Die Goldmedaille bekam natürlich trotzdem Cierpinski. 2:09:55 Stunden hatte er für die 42,195 olympischen Kilometer benötigt, damals olympischer Rekord und heute noch eine der besten Zeiten, die je ein deutscher Marathonläufer gelaufen ist.
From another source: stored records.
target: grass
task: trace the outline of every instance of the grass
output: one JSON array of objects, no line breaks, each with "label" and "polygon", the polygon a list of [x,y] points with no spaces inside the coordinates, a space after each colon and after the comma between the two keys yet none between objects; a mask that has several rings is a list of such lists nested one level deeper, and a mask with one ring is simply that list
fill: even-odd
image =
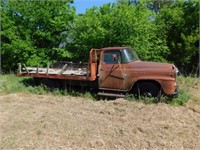
[{"label": "grass", "polygon": [[[166,97],[161,98],[161,102],[168,103],[171,105],[184,105],[189,99],[195,101],[195,103],[200,104],[200,97],[193,95],[191,89],[196,89],[200,86],[200,79],[195,77],[183,77],[179,76],[177,82],[180,87],[178,98],[168,99]],[[89,91],[75,91],[75,90],[61,90],[54,89],[49,90],[44,86],[34,86],[34,81],[32,78],[28,77],[17,77],[14,74],[11,75],[0,75],[0,93],[33,93],[33,94],[52,94],[57,96],[70,95],[70,96],[81,96],[90,100],[96,99],[96,96]],[[128,97],[129,101],[136,101],[133,96]],[[155,103],[152,98],[140,98],[138,101],[142,101],[146,104]]]}]

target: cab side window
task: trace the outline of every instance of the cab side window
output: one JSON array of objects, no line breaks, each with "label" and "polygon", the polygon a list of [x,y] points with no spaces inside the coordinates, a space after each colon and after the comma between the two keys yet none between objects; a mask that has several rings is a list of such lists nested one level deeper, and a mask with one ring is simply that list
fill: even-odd
[{"label": "cab side window", "polygon": [[121,63],[120,51],[105,51],[104,52],[104,63],[105,64],[118,64]]}]

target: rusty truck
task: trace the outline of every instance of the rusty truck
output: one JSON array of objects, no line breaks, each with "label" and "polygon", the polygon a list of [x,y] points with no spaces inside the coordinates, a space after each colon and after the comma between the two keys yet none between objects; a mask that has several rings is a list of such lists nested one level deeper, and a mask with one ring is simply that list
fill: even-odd
[{"label": "rusty truck", "polygon": [[101,96],[138,98],[177,97],[177,72],[174,64],[141,61],[131,47],[107,47],[91,49],[88,63],[62,62],[46,68],[19,64],[18,75],[50,87],[78,85],[94,88]]}]

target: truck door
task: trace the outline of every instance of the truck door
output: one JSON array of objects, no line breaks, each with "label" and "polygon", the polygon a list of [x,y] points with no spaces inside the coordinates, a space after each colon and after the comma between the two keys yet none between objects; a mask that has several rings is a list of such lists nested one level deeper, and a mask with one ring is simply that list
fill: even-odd
[{"label": "truck door", "polygon": [[100,89],[125,89],[124,68],[121,51],[103,51],[99,65],[99,88]]}]

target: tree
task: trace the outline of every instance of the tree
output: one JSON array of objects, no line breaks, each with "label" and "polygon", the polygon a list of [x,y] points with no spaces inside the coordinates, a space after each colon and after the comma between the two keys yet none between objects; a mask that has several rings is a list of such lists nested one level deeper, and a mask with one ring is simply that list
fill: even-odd
[{"label": "tree", "polygon": [[[61,32],[73,20],[71,1],[1,1],[2,68],[16,70],[17,63],[46,64],[68,56],[59,48]],[[61,55],[61,56],[60,56]]]},{"label": "tree", "polygon": [[[105,4],[76,16],[65,45],[83,58],[91,48],[131,46],[143,60],[166,61],[166,42],[157,36],[155,14],[144,2]],[[87,60],[87,56],[85,56]]]},{"label": "tree", "polygon": [[161,9],[157,24],[166,35],[170,54],[182,72],[194,73],[198,68],[199,46],[199,1],[176,1]]}]

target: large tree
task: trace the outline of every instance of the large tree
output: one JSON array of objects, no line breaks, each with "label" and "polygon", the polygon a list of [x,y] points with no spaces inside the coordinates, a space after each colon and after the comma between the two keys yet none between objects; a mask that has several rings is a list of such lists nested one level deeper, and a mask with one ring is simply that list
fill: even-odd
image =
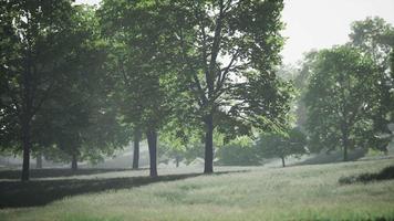
[{"label": "large tree", "polygon": [[394,46],[394,28],[381,18],[366,18],[352,24],[350,34],[351,44],[369,54],[379,69],[376,109],[372,113],[373,133],[371,145],[380,150],[387,151],[390,134],[387,125],[394,123],[394,76],[390,71],[390,56]]},{"label": "large tree", "polygon": [[169,44],[178,50],[175,59],[182,64],[178,80],[188,86],[194,113],[204,124],[204,172],[209,173],[214,171],[212,134],[221,119],[253,116],[273,122],[282,114],[273,67],[280,63],[283,43],[283,2],[199,0],[164,7],[174,33]]},{"label": "large tree", "polygon": [[342,148],[348,160],[349,148],[369,147],[377,73],[371,56],[354,48],[319,52],[304,96],[312,148]]},{"label": "large tree", "polygon": [[[144,131],[148,141],[151,176],[157,176],[157,136],[172,109],[174,77],[166,14],[157,1],[106,0],[100,9],[103,31],[113,45],[112,71],[124,122]],[[143,21],[143,22],[142,22]],[[141,137],[141,136],[135,136]]]},{"label": "large tree", "polygon": [[29,180],[34,116],[63,74],[72,6],[69,0],[1,1],[0,10],[1,139],[22,147],[21,179]]}]

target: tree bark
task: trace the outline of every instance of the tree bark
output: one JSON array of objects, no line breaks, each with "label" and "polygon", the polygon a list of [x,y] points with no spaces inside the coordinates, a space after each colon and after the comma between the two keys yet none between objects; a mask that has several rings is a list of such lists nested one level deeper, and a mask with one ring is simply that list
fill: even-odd
[{"label": "tree bark", "polygon": [[72,171],[76,171],[77,170],[77,157],[76,154],[72,155],[72,159],[71,159],[71,170]]},{"label": "tree bark", "polygon": [[138,169],[139,165],[139,139],[141,133],[134,133],[133,169]]},{"label": "tree bark", "polygon": [[280,157],[282,159],[282,166],[286,167],[286,164],[284,164],[284,157]]},{"label": "tree bark", "polygon": [[349,133],[348,128],[342,129],[343,161],[348,161]]},{"label": "tree bark", "polygon": [[157,133],[154,129],[146,131],[149,149],[151,177],[157,177]]},{"label": "tree bark", "polygon": [[35,158],[35,168],[42,169],[42,152],[39,151]]},{"label": "tree bark", "polygon": [[175,166],[176,166],[176,168],[179,167],[179,157],[175,157]]},{"label": "tree bark", "polygon": [[22,136],[23,136],[23,166],[22,166],[22,181],[29,181],[29,169],[30,169],[30,120],[23,119],[22,124]]},{"label": "tree bark", "polygon": [[214,117],[208,115],[205,119],[205,162],[204,173],[214,172]]}]

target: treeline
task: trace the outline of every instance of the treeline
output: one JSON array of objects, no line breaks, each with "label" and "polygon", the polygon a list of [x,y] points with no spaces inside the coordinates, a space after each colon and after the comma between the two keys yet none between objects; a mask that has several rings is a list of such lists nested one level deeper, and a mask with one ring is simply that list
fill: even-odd
[{"label": "treeline", "polygon": [[282,8],[1,1],[1,148],[22,152],[28,180],[31,152],[76,169],[146,138],[155,177],[158,133],[199,137],[212,172],[215,133],[229,140],[287,120],[291,85],[274,74]]},{"label": "treeline", "polygon": [[152,177],[163,154],[203,156],[210,173],[214,154],[226,160],[238,143],[261,151],[237,156],[274,155],[283,166],[323,147],[384,149],[393,28],[355,23],[352,42],[310,53],[288,81],[278,77],[282,9],[278,0],[1,1],[0,148],[22,154],[22,180],[31,154],[76,169],[131,140],[137,168],[142,139]]},{"label": "treeline", "polygon": [[[265,158],[341,150],[388,151],[394,135],[394,28],[381,18],[351,25],[350,41],[305,53],[278,75],[296,87],[296,128],[232,140],[218,151],[225,165],[259,165]],[[242,140],[242,139],[241,139]],[[305,148],[307,147],[307,148]]]}]

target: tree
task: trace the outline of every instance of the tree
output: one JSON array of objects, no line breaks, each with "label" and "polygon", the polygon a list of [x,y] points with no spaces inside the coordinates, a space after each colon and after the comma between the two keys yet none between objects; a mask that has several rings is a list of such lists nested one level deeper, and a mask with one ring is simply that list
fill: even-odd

Was er an diesem 31. Juli 1976 erreicht hatte, konnte Cierpinski unmittelbar nach dem Rennen aber zunächst nicht begreifen: „Es ging alles so schnell. Direkt nach dem Rennen ging es erst zur Dopingkontrolle, dann zur Siegerehrung. Anschließend gab es einen Empfang der DDR-Olympia-Mannschaft.“ Erst um fünf Uhr morgens fiel der frischgebackene Olympiasieger ins Bett, noch voller Emotionen konnte er aber nicht schlafen. „Also bin ich um 6 Uhr morgens in den Olympiapark gegangen.“ Um zu laufen. Weit kam er aber nicht, nach den Strapazen des Vortages versagten nach einem Kilometer die Beine. Da endlich war er sich sicher - der Olympiasieg war kein Traum. „Dann habe ich mich erstmal ins Gras geworfen und war glücklich.“

Jubiläumsfeier im Oktober

Glücklich und leer. „Mit dem Olympiasieg hatte ich mir meinen Kindheitstraum erfüllt, die Motivation für Hochleistungssport war erstmal weg.“ Er wollte die Laufschuhe an den Nagel hängen, aber nach seiner Rückkehr aus Montreal erwarteten ihn in seiner Wohnung in Halle Wäschekörbe voller Glückwunschschreiben aus der ganzen DDR. „Die Leute schrieben mir, dass sie den letzten Teil der Strecke mit Tränen in den Augen verfolgt hätten und sich so ein Ereignis noch einmal wünschen würden.“

Damit hatte Cierpinski den nötigen Anreiz, sich noch einmal zu quälen und er schaffte vier Jahre später in Moskau tatsächlich die Titelverteidigung. Welcher Triumph wiegt im Rückblick schwerer: „Hart waren beide, aber beim ersten sind 26 Jahren innerhalb kurzer Zeit durch meinen Kopf geflossen, das erlebt man nicht noch einmal in dieser Form.“

Natürlich wird das vierzigjährige Jubiläum dieses einmaligen Erlebnisses auch feierlich begangen. Allerdings nicht an diesem Sonntag, dem 31. Juli. „Am 3. August ist mein Geburtstag, und ich will nicht eine ganze Woche durchfeiern“, sagt Cierpinski. Stattdessen hat sich der Olympiasieger einen passenden Rahmen für das Jubiläum ausgedacht. „Die Feier ist für den Tag vor dem Mitteldeutschen Marathon im Oktober geplant. Dazu lade ich alle Marathonläufer des nächsten Tages ein, einige gute Freunde und ein paar Olympiasieger“, erzählt Cierpinski.

Bestimmt wird er dort auch erzählen, wie er an diesem 31. Juli 1976 aus dem Mittagsschlaf aufwachte - erstaunlich entspannt.